I will now turn the call over to the Vera Bradley's CEO, Mike Ray.
Thank you, Paul. Good afternoon, everyone, and thank you for joining us today. With me are Jeff Blade, our Chief Financial and Administrative Officer; and Roddy Mann, our Executive Vice President of Strategy and Business Development. Today we will focus on three main topics; the highlights of our fiscal 2013 second quarter performance, a review of our initiatives and outlook for the remainder of fiscal 2013, and an update on the progress against our long term growth strategy.
Although there were many accomplishments during the quarter, we also fell short of our expectations. As we shared our during our previous call, our most significant challenge has been a product portfolio that has underperformed. While our spring and summer collections had a positive impact on the overall offering, they were not enough to overcome the weakness of prior season in the midst of a challenging consumer environment.
As a result, while we met our revenue expectations, we sacrificed gross margin in the quarter.
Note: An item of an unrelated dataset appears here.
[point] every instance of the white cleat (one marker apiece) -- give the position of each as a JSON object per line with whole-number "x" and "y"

We will provide more insight on this topic throughout the call. After a challenging May and June, business improved significantly in July with the successful launch of our fall back-to-campus collection. As we begin the third quarter, we’re encouraged by our current momentum, the strong sell-in of the winter collection to our specialty retail partners, and strengthening comparable store sales.
In the second quarter, consolidated net revenue grew 19% over the prior year to $123 million, in line with our guidance. Consolidated gross margin was 55.8%, a decline of 170 basis points to prior year, reflecting the impact of increased promotional activity to address lower than expected sales trends early in the quarter. As a result, net income decreased $200,000 to $13.4 million or $0.33 per share versus $13.6 million or $0.34 per share in the prior year.
In the indirect segment, revenue grew 2.6% in line with our expectations. As a result of the challenges I mentioned earlier, we experienced lower than anticipated reorders from our specialty retail partners during May and June. As we shared in our last call, we’ve been working closely with them by assisting in a variety of ways to support their in-store events and other marketing efforts to improve sell-through. The sales team also provided support to ensure that our partners had the proper merchandise assortment and marketing plans in place to capitalize on the highly anticipated fall back-to-campus launch.
As a result of these efforts, we believe that our specialty retail partners are now appropriately merchandised and are experiencing strong sell-through of our fall offerings as evidenced by the positive reorder activity we’ve experienced since mid-July. Also during the second quarter we continued to expand our presence in the department store channel by opening an additional 70 Dillard’s locations and embarking on a new relationship with Von Maur opening in their 27 stores.
In our direct segment, revenue grew 37%. During the quarter we opened eight new stores, achieved comparable store sales growth of 5.3% and grew our e-commerce business by 21%. In response to the challenges I mentioned previously we were increasingly promotional as the quarter progressed, primarily in outlet stores as well as on our website. The weakness in May and June was partially offset by the successful launch of the back-to-campus collection as well the continued strength of our new store openings.